Isabel II de Inglaterra acaba de rechazar un premio que dan en su reino al Anciano del Año, bajo el pretexto de que no sentirse vieja. Yo tampoco. Soy su contemporánea, apenas tres meses mayor que ella, pero si no me siento vieja, sí sé que lo estoy. La vejez no se puede ocultar y quien lo intenta se ve más viejo. Las canas vienen en tiempo oportuno, cuando aparecen las arrugas en el rostro, hacen un marco a éstas y las suavizan, mientras los tintes las acentúan. Los afeites deben disminuir, a las mujeres les toca dejar atrás los tonos fuertes para labios, mejillas, párpados, las rayas negras en el maquillaje de los ojos y las melenas largas, porque en lugar de rejuvenecerse con todo eso, parecen brujas.

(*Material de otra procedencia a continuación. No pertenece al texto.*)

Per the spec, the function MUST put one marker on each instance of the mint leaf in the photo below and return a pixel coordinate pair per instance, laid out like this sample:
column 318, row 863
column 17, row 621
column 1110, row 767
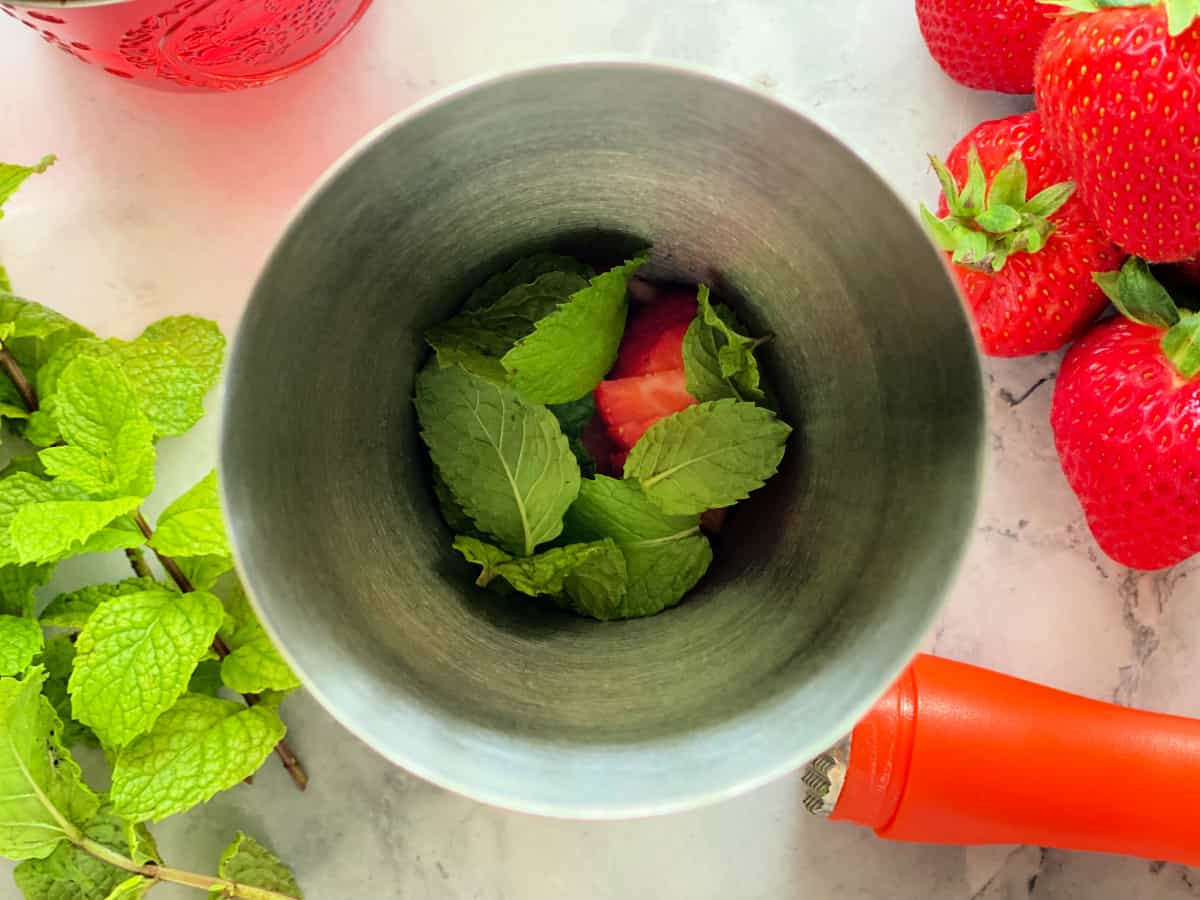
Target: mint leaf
column 247, row 862
column 665, row 555
column 17, row 587
column 574, row 419
column 135, row 658
column 718, row 358
column 708, row 456
column 46, row 532
column 37, row 333
column 207, row 678
column 197, row 748
column 71, row 874
column 58, row 659
column 142, row 845
column 28, row 465
column 96, row 411
column 451, row 510
column 525, row 271
column 481, row 553
column 255, row 665
column 702, row 364
column 573, row 348
column 42, row 521
column 504, row 459
column 42, row 430
column 21, row 640
column 169, row 389
column 477, row 340
column 75, row 607
column 199, row 341
column 193, row 526
column 42, row 795
column 204, row 571
column 52, row 370
column 537, row 576
column 12, row 177
column 599, row 585
column 132, row 888
column 119, row 534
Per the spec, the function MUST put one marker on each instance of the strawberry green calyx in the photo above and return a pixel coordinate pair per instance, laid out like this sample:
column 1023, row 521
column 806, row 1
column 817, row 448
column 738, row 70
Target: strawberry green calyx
column 987, row 223
column 1180, row 13
column 1140, row 298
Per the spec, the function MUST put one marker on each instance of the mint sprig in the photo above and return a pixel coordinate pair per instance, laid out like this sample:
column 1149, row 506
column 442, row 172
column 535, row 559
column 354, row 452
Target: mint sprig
column 133, row 667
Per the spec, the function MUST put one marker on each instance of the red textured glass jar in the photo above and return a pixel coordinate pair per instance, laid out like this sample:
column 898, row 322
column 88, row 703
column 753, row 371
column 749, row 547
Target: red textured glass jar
column 191, row 45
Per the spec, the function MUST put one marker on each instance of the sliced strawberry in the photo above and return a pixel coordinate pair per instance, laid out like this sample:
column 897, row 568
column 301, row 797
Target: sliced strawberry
column 653, row 340
column 624, row 401
column 625, row 436
column 654, row 353
column 597, row 442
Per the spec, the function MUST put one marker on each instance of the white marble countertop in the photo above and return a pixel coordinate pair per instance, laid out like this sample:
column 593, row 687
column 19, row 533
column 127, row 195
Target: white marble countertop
column 167, row 204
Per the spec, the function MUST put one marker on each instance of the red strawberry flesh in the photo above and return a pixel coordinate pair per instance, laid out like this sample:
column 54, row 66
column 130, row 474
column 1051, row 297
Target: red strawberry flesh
column 1037, row 301
column 624, row 401
column 1126, row 427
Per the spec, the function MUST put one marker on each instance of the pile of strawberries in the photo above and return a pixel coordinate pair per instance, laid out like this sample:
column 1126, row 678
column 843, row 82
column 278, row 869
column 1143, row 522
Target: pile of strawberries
column 647, row 383
column 1093, row 197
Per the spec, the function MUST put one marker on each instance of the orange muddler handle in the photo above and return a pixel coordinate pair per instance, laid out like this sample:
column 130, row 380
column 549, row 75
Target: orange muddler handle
column 954, row 754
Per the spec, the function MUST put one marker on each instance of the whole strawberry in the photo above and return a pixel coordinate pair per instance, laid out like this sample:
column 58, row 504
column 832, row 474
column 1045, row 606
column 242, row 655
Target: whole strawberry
column 1126, row 421
column 1023, row 247
column 1120, row 93
column 987, row 45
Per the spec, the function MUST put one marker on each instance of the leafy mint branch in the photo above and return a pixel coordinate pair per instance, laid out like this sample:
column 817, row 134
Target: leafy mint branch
column 141, row 669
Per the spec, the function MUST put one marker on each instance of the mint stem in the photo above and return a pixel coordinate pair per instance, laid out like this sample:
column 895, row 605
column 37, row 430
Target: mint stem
column 283, row 750
column 178, row 876
column 12, row 369
column 138, row 562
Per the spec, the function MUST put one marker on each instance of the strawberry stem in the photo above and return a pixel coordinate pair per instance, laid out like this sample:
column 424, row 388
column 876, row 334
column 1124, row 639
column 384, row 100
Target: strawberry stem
column 989, row 222
column 1180, row 13
column 1140, row 298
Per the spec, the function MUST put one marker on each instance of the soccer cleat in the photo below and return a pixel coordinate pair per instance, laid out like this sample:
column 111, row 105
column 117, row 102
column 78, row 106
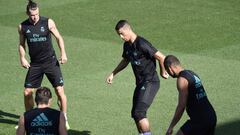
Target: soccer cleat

Hombres, cuidado con esos ridículos retoques oscuros a cejas, bigotes, ni hablar del peluquín. Una calvicie llevada con elegancia vence el disimulo de evidentes cabellos postizos. Las canas en la sienes de un feo en la juventud, lo vuelven guapo.
Sin embargo, no sé por qué hablo de estas debilidades externas y corporales, un tanto inocentes, no era mi intención. Quiero referirme a otras más trascendentes, psíquicas y espirituales, que padecemos los ancianos por no querer sentirse tales. Está bien, no se sientan, pero actúen con tacto y prudencia. La primera vez que saliendo, ya de noche, de una casa a una acera accidentada y una señora me agarró del brazo para ayudarme a caminar, mi primera intención fue sacudirme, ofendida, ¿Qué se cree ésta, que estoy vieja? Afortunadamente soy de reacciones lentas, pude pensar antes de actuar: si me ofrece ayuda es que parezco necesitarla. Me quedé tranquila aceptando el apoyo de la solícita amiga. Una noche quise poner junto a mi cama uno de esos dispositivos contra mosquitos que emiten un ligero humo, leí las instrucciones, decían que no se debían poner cerca de niños pequeños ni ancianos. Me pregunté: ¿Cuándo será uno anciano? Puse el aparato y me acosté a dormir. Al poco rato sentí un malestar en la garganta. Lo desconecté. Era tiempo de aceptar mi realidad.
Deberían impartir cursos para saber envejecer y nos ahorraríamos muchos accidentes. Afortunadamente yo asistí, junto con mi hermana Berenice, en la propia casa, a una escuela sobre el ramo que Dios nos proporcionó. Una prima hermana de papá y amiga de mamá, acompañó a ésta como lazarillo para la crianza de los hijos, durante 64 años, hasta morir a los 94. Llegó antes de nacer Berenice, la mayor. Era María Teresa Alvarado Dávila, la famosa Úa para tres generaciones de Álamo Bartolomé. Mamá murió a los 98 años y la tía Sarah, hermana de ella, que vivió con nosotras sus últimos años, a los 97. Fueron nuestras maestras. Aprendimos de ellas, para evitarlas, todas las manías y necedades de la vejez. Un día le dije a mi madre: tú me sigues educando. Me preguntó en qué y no le gustó mucho mi respuesta: en no hacer lo que tú haces cuando llegue a tu edad. ¡Y llegué!
Unos ancianos sólo desean la compañía de la familia, ya dispersa, con su propia vida y lógicos problemas. No aceptan empleados extraños, prefieren vivir solos, con la consiguiente angustia de hijos que no los pueden valer. No quieren molestar, como si la angustia no fuera molestia. Son los que perturban más por caídas, aporreos y fracturas de huesos, con sus consecuencias de operaciones y hospitales. ¿Pero cómo se te ocurrió montarte en ese taburete para cambiar un bombillo? Es que antes yo siempre lo hacía. Antes, pero estamos en ahora, con piernas vacilantes, rodillas tiesas, tacto disminuido y mareos al echar la cabeza hacia atrás.
Cuando éramos niños estábamos sometidos a la autoridad de los mayores. Al llegar a la senectud tenemos que acatar a los menores. Hijos, nietos, sobrinos, son los responsables de nosotros. Ellos tienen deberes y afanes en sus hogares y trabajos, somos inconscientes –y hasta perversos, diría yo- si vamos a agregar a éstos nuestros caprichos y manías. No es donde queremos vivir y con quién, sino donde ellos nos pueden tener bien atendidos por alguien idóneo. No es que nos levantamos por las noches, a oscuras, queditos y tambaleantes, para no despertar al acompañante que está en su oficio y, ¡cataplún! Esa persona se despertará espantada y avergonzada: por su aparente culpa está en el suelo y ojalá no con el fémur roto, el amable anciano que no quiso perturbarla. ¡Qué necia amabilidad!